Selepas kegiatan, Mahyunadi menggarisbawahi bahwa keberhasilan mitigasi Karhutla sangat bertumpu pada soliditas dan gerakan bersama seluruh pemangku kepentingan. Ia menyoroti kebiasaan sebagian warga yang masih menggunakan metode pembakaran saat membersihkan lahan pertanian.

“Yang menjadi harapan bagi kita bahwa Kutai Timur itu ke depan harus bisa meminimalisir jumlah Karhutla yang ada, sebagaimana yang kita ketahui bahwa masyarakat Kutai Timur biasanya dan kebiasaan masih ada sebagian yang membuka lahan dengan melakukan pembakaran,” ungkap Mahyunadi.

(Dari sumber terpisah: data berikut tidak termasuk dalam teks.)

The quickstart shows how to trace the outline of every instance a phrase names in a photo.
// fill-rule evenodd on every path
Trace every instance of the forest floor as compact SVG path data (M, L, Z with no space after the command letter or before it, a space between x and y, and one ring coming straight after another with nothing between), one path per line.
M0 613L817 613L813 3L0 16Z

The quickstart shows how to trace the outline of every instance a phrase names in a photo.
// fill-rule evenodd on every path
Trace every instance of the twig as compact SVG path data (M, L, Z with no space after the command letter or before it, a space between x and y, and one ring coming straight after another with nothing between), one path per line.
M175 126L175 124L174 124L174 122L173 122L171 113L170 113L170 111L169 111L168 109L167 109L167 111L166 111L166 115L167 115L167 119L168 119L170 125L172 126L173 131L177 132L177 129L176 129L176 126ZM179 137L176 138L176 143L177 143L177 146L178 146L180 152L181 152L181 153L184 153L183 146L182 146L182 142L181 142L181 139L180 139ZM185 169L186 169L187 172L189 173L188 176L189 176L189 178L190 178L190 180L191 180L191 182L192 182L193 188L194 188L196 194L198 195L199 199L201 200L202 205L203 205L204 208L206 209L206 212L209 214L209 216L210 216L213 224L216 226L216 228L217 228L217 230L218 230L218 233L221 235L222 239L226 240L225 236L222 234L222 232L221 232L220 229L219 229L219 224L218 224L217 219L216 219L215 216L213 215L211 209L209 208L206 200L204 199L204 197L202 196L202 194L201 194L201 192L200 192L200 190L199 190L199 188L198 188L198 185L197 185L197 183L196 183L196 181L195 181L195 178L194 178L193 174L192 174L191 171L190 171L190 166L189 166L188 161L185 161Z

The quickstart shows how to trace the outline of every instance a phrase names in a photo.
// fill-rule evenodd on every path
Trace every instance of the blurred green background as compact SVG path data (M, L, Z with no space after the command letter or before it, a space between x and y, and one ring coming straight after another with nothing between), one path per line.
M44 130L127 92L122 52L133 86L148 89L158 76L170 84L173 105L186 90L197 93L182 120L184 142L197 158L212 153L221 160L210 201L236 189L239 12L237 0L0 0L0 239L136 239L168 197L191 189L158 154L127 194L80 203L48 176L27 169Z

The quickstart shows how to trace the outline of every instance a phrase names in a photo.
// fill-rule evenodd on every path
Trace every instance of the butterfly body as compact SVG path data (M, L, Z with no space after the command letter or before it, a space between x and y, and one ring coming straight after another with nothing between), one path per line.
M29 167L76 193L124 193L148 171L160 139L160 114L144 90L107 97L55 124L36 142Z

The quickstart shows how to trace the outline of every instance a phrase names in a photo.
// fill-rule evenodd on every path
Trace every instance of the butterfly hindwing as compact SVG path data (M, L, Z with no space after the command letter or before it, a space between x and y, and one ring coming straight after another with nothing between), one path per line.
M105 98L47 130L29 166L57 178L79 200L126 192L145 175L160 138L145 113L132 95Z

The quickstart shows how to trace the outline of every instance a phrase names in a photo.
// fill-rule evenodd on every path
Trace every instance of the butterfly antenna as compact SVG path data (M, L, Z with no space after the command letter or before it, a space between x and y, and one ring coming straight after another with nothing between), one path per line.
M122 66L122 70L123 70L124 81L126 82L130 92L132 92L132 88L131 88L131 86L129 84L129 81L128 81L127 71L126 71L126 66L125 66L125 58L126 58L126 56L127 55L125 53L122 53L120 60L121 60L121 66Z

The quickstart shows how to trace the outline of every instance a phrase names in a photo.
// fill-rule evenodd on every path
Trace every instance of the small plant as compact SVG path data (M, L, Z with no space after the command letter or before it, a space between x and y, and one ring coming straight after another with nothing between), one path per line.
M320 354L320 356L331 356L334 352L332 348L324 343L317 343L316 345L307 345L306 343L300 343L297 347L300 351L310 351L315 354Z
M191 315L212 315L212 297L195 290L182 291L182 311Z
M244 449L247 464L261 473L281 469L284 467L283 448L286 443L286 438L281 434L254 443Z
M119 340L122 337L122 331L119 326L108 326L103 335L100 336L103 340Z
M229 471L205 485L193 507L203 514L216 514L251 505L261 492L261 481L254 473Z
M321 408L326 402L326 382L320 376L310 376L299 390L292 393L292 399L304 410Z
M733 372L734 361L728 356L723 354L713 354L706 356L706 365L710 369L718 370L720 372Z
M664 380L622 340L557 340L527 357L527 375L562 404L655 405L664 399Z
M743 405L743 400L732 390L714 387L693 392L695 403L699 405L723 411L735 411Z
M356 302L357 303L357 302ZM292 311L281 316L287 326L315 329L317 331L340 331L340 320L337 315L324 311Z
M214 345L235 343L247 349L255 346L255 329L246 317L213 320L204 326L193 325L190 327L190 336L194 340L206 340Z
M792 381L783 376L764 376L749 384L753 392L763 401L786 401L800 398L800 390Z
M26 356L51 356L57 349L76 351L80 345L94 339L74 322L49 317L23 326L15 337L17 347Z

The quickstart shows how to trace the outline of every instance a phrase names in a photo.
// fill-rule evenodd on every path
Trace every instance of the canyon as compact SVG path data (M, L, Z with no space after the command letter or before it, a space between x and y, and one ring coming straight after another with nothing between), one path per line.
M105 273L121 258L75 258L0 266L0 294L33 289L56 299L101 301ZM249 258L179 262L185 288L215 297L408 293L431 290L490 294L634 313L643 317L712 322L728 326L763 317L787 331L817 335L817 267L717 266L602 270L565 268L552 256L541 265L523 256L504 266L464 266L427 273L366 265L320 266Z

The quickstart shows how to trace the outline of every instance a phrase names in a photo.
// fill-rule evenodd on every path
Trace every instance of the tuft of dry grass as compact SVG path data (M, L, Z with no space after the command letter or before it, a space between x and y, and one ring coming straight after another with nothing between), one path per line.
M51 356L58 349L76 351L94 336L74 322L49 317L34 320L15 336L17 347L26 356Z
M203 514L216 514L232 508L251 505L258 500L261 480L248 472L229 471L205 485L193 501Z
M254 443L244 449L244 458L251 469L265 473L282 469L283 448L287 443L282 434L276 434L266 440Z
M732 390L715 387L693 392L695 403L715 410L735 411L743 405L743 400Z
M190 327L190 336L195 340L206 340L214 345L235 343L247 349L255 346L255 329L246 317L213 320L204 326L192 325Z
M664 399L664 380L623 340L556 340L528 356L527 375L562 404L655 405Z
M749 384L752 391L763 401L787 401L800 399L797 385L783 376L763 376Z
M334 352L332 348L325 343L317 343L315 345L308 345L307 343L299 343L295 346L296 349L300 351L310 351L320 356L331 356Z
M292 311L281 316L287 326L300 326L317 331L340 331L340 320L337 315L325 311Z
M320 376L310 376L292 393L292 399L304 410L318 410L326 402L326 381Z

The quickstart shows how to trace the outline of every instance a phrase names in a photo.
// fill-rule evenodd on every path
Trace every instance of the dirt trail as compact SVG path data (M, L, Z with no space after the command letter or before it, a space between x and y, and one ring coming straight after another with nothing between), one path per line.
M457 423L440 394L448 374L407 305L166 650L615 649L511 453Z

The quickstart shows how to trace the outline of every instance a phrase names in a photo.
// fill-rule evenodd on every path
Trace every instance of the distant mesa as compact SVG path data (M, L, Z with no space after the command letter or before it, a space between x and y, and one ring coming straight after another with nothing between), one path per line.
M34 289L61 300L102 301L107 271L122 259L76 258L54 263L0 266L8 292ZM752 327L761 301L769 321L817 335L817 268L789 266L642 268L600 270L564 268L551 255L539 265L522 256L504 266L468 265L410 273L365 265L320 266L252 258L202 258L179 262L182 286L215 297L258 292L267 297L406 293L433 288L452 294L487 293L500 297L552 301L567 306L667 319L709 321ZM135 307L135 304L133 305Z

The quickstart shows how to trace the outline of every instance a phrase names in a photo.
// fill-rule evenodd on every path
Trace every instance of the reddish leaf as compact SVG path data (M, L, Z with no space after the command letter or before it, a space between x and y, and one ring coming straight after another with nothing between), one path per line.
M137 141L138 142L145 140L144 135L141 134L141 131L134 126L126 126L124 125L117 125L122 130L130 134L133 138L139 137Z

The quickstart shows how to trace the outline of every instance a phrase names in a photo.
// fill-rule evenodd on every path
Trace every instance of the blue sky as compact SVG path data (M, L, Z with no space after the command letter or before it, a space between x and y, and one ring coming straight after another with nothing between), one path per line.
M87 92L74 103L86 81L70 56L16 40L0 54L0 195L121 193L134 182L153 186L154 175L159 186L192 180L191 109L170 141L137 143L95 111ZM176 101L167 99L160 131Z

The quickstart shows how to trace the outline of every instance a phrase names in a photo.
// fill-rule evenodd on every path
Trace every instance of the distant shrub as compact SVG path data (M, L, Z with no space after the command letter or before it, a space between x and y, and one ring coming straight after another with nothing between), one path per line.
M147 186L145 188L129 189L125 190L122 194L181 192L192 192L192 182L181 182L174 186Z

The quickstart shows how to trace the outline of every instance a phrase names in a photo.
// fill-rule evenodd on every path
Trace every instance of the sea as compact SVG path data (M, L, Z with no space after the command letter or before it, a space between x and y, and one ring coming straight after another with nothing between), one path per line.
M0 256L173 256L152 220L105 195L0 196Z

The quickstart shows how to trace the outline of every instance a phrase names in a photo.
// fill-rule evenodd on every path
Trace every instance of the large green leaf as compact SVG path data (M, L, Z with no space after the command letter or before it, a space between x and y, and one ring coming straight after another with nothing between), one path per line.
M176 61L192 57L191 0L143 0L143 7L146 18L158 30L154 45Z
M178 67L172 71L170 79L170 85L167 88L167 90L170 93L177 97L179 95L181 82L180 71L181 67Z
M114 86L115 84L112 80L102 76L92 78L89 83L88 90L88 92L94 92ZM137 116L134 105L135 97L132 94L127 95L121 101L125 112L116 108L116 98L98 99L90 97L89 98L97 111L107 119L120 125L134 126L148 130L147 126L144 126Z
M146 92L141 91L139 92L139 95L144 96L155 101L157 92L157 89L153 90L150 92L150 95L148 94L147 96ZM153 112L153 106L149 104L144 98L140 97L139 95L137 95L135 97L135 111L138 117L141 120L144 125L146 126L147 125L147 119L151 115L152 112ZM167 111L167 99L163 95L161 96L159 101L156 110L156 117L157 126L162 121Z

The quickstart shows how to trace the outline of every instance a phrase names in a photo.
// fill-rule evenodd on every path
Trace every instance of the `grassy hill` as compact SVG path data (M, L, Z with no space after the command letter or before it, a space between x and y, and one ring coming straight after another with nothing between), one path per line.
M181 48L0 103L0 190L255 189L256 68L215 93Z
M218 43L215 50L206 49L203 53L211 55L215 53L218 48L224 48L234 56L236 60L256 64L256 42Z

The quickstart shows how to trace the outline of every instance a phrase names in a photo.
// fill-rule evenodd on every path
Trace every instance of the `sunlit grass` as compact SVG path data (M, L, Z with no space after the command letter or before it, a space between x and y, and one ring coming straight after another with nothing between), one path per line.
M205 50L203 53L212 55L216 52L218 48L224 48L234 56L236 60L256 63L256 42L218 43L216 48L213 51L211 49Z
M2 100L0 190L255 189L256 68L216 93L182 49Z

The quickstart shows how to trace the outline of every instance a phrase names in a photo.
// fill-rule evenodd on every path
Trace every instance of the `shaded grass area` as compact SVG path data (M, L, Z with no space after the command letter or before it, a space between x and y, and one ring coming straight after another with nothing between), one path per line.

Sejalan dengan hal tersebut, Pemkab Kutim secara tegas meminta masyarakat untuk menghentikan praktik pembersihan lahan dengan cara membakar. Selain menimbulkan kerusakan ekologis yang masif, pelanggaran terhadap ketentuan tersebut akan langsung diproses melalui jalur hukum sesuai dengan peraturan perundang-undangan yang berlaku.

Mahyunadi menambahkan, peran aktif masyarakat dalam menjaga lingkungan sekitar merupakan kunci utama dalam menekan potensi titik api di wilayah Kutim.
“Melalui konsolidasi ini, pemerintah daerah berharap kesiapsiagaan seluruh unsur dapat terus terjaga sehingga ancaman bencana kebakaran hutan dan lahan dapat dicegah secara optimal demi melindungi keselamatan warga serta kelestarian lingkungan,” tutupnya.(kopi7/kopi13/kopi3)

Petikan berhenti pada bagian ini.